When considering the many great works of Alfred Hitchcock, the title Blackmail (1929) is, for many, not one that would immediately spring to mind. Far more likely would be those famous household titles, such as Rebecca (1940), Psycho (1960), or The Birds (1963), each having embedded themselves firmly into the fabric of cinematic and popular culture to such an extent that even those who may not have seen these films are well aware of their influence on cinema to this day.
Whether this be through the impact of Hitchcock on the world of horror or through countless parodies of his most iconic scenes over the years, people of all ages will be aware of Hitchcock’s most celebrated moments. However, Blackmail, a somewhat forgotten gem from Hitchcock’s formative years, seems to have eluded the same degree of fame and commercial attention as those above mentioned movies. A movie which, in my opinion is worthy of equal celebration.
Blackmail, Hitchcock’s dark and twisted tale of moral ambiguity follows Alice White (Anny Ondra), a woman who murders a rapist in self defence. Her boyfriend, Detective Frank Webber (John Longden) finds what he believes to be the only piece of evidence linking her to the crime.
Unfortunately for them, a wanted criminal known as Tracy (Donald Calthrop) is also able to place Alice at the scene of the murder. What ensues is a story of blackmail and ethical complexity culminating in a finale that I will not spoil now for anyone wishing to see the film.
This Halloween I had the great privilege of attending a screening of Blackmail at the Barbican Centre. Accompanied by an original score by Neil Brand, performed by the BBC Symphony Orchestra and conducted by Timothy Brock, the results, I am glad to say were absolutely stunning. Brand’s score somehow manages to provide additional tones, textures and layers to the piece, enhancing each of the elements that made Blackmail such a success in the first place. Its moments of impending danger and mystery are rendered all the more chilling by the orchestration of Timothy Brock, with moments of subtle, understated tension offset majestically by moments of sharp, power and intensity reminiscent of Psycho’s iconic ‘shower scene’.

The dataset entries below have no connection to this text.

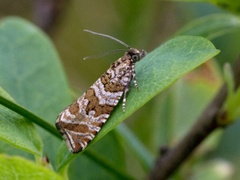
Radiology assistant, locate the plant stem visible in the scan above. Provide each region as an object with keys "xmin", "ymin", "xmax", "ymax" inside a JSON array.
[
  {"xmin": 149, "ymin": 58, "xmax": 240, "ymax": 180},
  {"xmin": 0, "ymin": 96, "xmax": 62, "ymax": 139}
]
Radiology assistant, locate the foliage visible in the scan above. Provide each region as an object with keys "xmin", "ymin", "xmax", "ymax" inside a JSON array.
[{"xmin": 0, "ymin": 2, "xmax": 240, "ymax": 179}]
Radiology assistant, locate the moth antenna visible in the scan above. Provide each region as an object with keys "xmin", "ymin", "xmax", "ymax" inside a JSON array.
[
  {"xmin": 83, "ymin": 29, "xmax": 131, "ymax": 49},
  {"xmin": 83, "ymin": 49, "xmax": 126, "ymax": 60}
]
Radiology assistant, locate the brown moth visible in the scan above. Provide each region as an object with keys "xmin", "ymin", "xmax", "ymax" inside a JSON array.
[{"xmin": 56, "ymin": 30, "xmax": 146, "ymax": 153}]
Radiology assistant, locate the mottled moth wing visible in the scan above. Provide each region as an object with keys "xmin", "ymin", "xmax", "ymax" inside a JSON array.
[{"xmin": 56, "ymin": 48, "xmax": 146, "ymax": 153}]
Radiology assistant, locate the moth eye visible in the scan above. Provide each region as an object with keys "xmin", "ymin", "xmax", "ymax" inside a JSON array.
[{"xmin": 132, "ymin": 55, "xmax": 139, "ymax": 61}]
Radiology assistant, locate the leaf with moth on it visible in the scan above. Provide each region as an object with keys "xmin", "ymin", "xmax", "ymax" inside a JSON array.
[{"xmin": 56, "ymin": 36, "xmax": 219, "ymax": 169}]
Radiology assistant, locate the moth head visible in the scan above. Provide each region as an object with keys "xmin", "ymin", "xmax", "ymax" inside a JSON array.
[{"xmin": 127, "ymin": 48, "xmax": 147, "ymax": 62}]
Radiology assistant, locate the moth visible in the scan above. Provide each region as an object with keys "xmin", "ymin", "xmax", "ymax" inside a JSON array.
[{"xmin": 55, "ymin": 30, "xmax": 147, "ymax": 153}]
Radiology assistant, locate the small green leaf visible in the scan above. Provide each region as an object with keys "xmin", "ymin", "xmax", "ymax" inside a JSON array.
[
  {"xmin": 0, "ymin": 17, "xmax": 71, "ymax": 164},
  {"xmin": 0, "ymin": 155, "xmax": 62, "ymax": 180},
  {"xmin": 0, "ymin": 87, "xmax": 43, "ymax": 156},
  {"xmin": 57, "ymin": 36, "xmax": 219, "ymax": 168},
  {"xmin": 176, "ymin": 14, "xmax": 240, "ymax": 39}
]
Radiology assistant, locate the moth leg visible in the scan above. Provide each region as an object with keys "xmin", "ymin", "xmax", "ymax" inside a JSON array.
[
  {"xmin": 132, "ymin": 64, "xmax": 139, "ymax": 89},
  {"xmin": 122, "ymin": 85, "xmax": 129, "ymax": 112}
]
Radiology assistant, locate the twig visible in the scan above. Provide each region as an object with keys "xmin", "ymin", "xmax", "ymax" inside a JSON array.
[{"xmin": 149, "ymin": 57, "xmax": 240, "ymax": 180}]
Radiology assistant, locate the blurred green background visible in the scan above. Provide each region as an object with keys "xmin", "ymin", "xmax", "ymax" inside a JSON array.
[{"xmin": 0, "ymin": 0, "xmax": 240, "ymax": 179}]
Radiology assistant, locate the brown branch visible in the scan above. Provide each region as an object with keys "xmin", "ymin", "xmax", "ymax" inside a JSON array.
[{"xmin": 149, "ymin": 58, "xmax": 240, "ymax": 180}]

Such moments are typified in the scene of Alice’s rape, with the orchestra raising the overwhelming atmosphere of dread and foreboding. An already disturbing and unsettling scene, the score also brings with it an added depth of sinister tension, as even though the rape takes place behind a curtain and out of the audience’s sight, the sound somehow adds an extra dimension to the piece, causing the minimal on-screen action to feel far more graphic than it actually is. Equally effective is the violent nature of the orchestration framing the following scene in which Alice kills her attacker with a knife. Once again, through the power of the score, the audience is left with a sense of having witnessed more than they really have; such is the visceral nature of the sound in the scene.
The score also creates the effect of dictating the pace of the film, rather than the film dictating the score, a quality particularly evident in the chase sequences between Tracy and the police. As the orchestration builds in tempo, it also maintains that same, constant tone of potential threat around the corner, raising both pace and suspense in equal measure.

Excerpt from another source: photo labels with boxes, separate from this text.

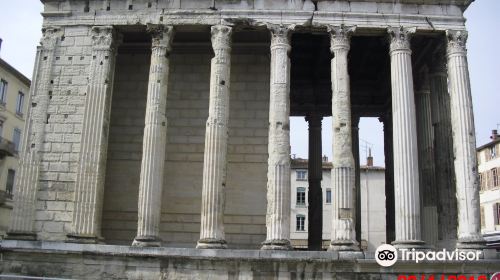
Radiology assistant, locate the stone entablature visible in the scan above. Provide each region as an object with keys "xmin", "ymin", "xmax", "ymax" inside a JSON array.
[{"xmin": 42, "ymin": 0, "xmax": 472, "ymax": 32}]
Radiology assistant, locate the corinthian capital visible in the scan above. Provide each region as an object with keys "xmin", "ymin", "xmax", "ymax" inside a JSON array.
[
  {"xmin": 326, "ymin": 24, "xmax": 356, "ymax": 52},
  {"xmin": 146, "ymin": 24, "xmax": 174, "ymax": 52},
  {"xmin": 387, "ymin": 26, "xmax": 417, "ymax": 52},
  {"xmin": 40, "ymin": 27, "xmax": 61, "ymax": 50},
  {"xmin": 446, "ymin": 30, "xmax": 468, "ymax": 55},
  {"xmin": 91, "ymin": 26, "xmax": 116, "ymax": 50},
  {"xmin": 266, "ymin": 23, "xmax": 295, "ymax": 49},
  {"xmin": 210, "ymin": 25, "xmax": 233, "ymax": 51}
]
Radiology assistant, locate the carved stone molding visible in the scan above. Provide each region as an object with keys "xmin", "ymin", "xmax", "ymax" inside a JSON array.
[
  {"xmin": 210, "ymin": 25, "xmax": 233, "ymax": 51},
  {"xmin": 146, "ymin": 24, "xmax": 174, "ymax": 52},
  {"xmin": 40, "ymin": 27, "xmax": 61, "ymax": 50},
  {"xmin": 387, "ymin": 26, "xmax": 417, "ymax": 52},
  {"xmin": 446, "ymin": 30, "xmax": 468, "ymax": 56},
  {"xmin": 326, "ymin": 24, "xmax": 356, "ymax": 52},
  {"xmin": 266, "ymin": 23, "xmax": 295, "ymax": 51}
]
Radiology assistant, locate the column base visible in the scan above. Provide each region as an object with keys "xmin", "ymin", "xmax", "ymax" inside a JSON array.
[
  {"xmin": 66, "ymin": 233, "xmax": 104, "ymax": 244},
  {"xmin": 132, "ymin": 236, "xmax": 161, "ymax": 247},
  {"xmin": 4, "ymin": 231, "xmax": 36, "ymax": 241},
  {"xmin": 328, "ymin": 240, "xmax": 359, "ymax": 252},
  {"xmin": 457, "ymin": 236, "xmax": 486, "ymax": 250},
  {"xmin": 261, "ymin": 239, "xmax": 293, "ymax": 250},
  {"xmin": 196, "ymin": 238, "xmax": 227, "ymax": 249},
  {"xmin": 391, "ymin": 240, "xmax": 430, "ymax": 251}
]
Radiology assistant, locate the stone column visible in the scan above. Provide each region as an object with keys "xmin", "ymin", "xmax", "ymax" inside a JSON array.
[
  {"xmin": 7, "ymin": 27, "xmax": 62, "ymax": 239},
  {"xmin": 429, "ymin": 50, "xmax": 458, "ymax": 249},
  {"xmin": 446, "ymin": 30, "xmax": 485, "ymax": 248},
  {"xmin": 380, "ymin": 111, "xmax": 396, "ymax": 244},
  {"xmin": 328, "ymin": 26, "xmax": 359, "ymax": 251},
  {"xmin": 132, "ymin": 25, "xmax": 173, "ymax": 246},
  {"xmin": 415, "ymin": 69, "xmax": 438, "ymax": 245},
  {"xmin": 262, "ymin": 24, "xmax": 294, "ymax": 250},
  {"xmin": 351, "ymin": 114, "xmax": 361, "ymax": 244},
  {"xmin": 68, "ymin": 26, "xmax": 120, "ymax": 243},
  {"xmin": 306, "ymin": 113, "xmax": 323, "ymax": 251},
  {"xmin": 196, "ymin": 25, "xmax": 232, "ymax": 249},
  {"xmin": 388, "ymin": 27, "xmax": 424, "ymax": 248}
]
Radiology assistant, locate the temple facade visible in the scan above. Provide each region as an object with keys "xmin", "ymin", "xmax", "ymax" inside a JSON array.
[{"xmin": 0, "ymin": 0, "xmax": 500, "ymax": 279}]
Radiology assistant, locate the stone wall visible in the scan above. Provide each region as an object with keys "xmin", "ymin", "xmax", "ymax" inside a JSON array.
[
  {"xmin": 0, "ymin": 241, "xmax": 500, "ymax": 280},
  {"xmin": 103, "ymin": 49, "xmax": 269, "ymax": 248},
  {"xmin": 30, "ymin": 26, "xmax": 92, "ymax": 240}
]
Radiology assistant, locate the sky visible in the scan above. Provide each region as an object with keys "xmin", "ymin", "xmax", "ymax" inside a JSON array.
[{"xmin": 0, "ymin": 0, "xmax": 500, "ymax": 166}]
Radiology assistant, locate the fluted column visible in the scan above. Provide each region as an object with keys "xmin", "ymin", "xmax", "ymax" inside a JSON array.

Despite Blackmail’s central themes of threat and exploitation, there are also notable moments of humour and romance, both equally underlined by the score’s seamless ability to shift its tone with deft precision. The early scenes of Alice and Frank having drinks together are beautifully accompanied by a light playfulness in the orchestration, therefore bringing a greater sense of danger and tonal contrast to the sequences of rape and murder which are soon to follow.

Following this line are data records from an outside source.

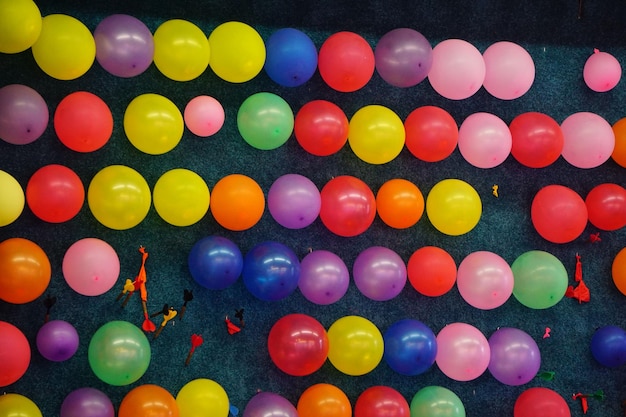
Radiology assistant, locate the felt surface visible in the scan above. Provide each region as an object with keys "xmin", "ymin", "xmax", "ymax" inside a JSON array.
[{"xmin": 0, "ymin": 0, "xmax": 626, "ymax": 417}]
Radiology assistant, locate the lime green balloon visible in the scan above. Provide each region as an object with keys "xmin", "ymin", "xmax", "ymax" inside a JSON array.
[
  {"xmin": 511, "ymin": 250, "xmax": 568, "ymax": 309},
  {"xmin": 237, "ymin": 92, "xmax": 294, "ymax": 150},
  {"xmin": 87, "ymin": 320, "xmax": 151, "ymax": 386}
]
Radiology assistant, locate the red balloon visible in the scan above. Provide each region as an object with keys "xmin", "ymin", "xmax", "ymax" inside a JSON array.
[
  {"xmin": 509, "ymin": 112, "xmax": 564, "ymax": 168},
  {"xmin": 530, "ymin": 184, "xmax": 588, "ymax": 243}
]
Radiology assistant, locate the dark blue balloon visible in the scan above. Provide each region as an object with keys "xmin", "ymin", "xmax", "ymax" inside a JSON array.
[
  {"xmin": 383, "ymin": 319, "xmax": 437, "ymax": 376},
  {"xmin": 188, "ymin": 236, "xmax": 243, "ymax": 290},
  {"xmin": 242, "ymin": 241, "xmax": 300, "ymax": 301},
  {"xmin": 264, "ymin": 28, "xmax": 317, "ymax": 87}
]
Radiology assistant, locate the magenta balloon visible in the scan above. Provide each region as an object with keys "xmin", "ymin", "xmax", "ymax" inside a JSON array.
[
  {"xmin": 93, "ymin": 14, "xmax": 154, "ymax": 78},
  {"xmin": 298, "ymin": 250, "xmax": 350, "ymax": 305},
  {"xmin": 0, "ymin": 84, "xmax": 50, "ymax": 145}
]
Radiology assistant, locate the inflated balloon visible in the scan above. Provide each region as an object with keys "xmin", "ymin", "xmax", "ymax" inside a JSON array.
[
  {"xmin": 0, "ymin": 237, "xmax": 52, "ymax": 304},
  {"xmin": 88, "ymin": 320, "xmax": 151, "ymax": 386},
  {"xmin": 237, "ymin": 92, "xmax": 294, "ymax": 150},
  {"xmin": 530, "ymin": 184, "xmax": 589, "ymax": 243},
  {"xmin": 267, "ymin": 313, "xmax": 328, "ymax": 376},
  {"xmin": 31, "ymin": 14, "xmax": 96, "ymax": 80},
  {"xmin": 87, "ymin": 165, "xmax": 152, "ymax": 230},
  {"xmin": 511, "ymin": 250, "xmax": 568, "ymax": 309},
  {"xmin": 152, "ymin": 168, "xmax": 210, "ymax": 226},
  {"xmin": 264, "ymin": 28, "xmax": 317, "ymax": 87},
  {"xmin": 317, "ymin": 31, "xmax": 376, "ymax": 93}
]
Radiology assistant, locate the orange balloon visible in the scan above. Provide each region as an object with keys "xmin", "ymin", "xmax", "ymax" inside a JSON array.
[
  {"xmin": 0, "ymin": 237, "xmax": 52, "ymax": 304},
  {"xmin": 376, "ymin": 178, "xmax": 424, "ymax": 229},
  {"xmin": 209, "ymin": 174, "xmax": 265, "ymax": 231}
]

Above all else, Brand’s score has breathed new life into an already outstanding piece of work. He, along with the combined efforts of Brock and the BBC Symphony Orchestra, has taken each of the film’s signature themes and developed them to an unprecedented degree. At times humourous and sweet, at others threatening and frightening, Blackmail, with this score, is surely as powerful and effective as any of Hitchcock’s most acclaimed achievements. A forgotten masterpiece, Blackmail is as vital a part of the Hitchcock back-catalogue as any other, and if you are presented with the opportunity to experience it with this score, I strongly urge you to do so.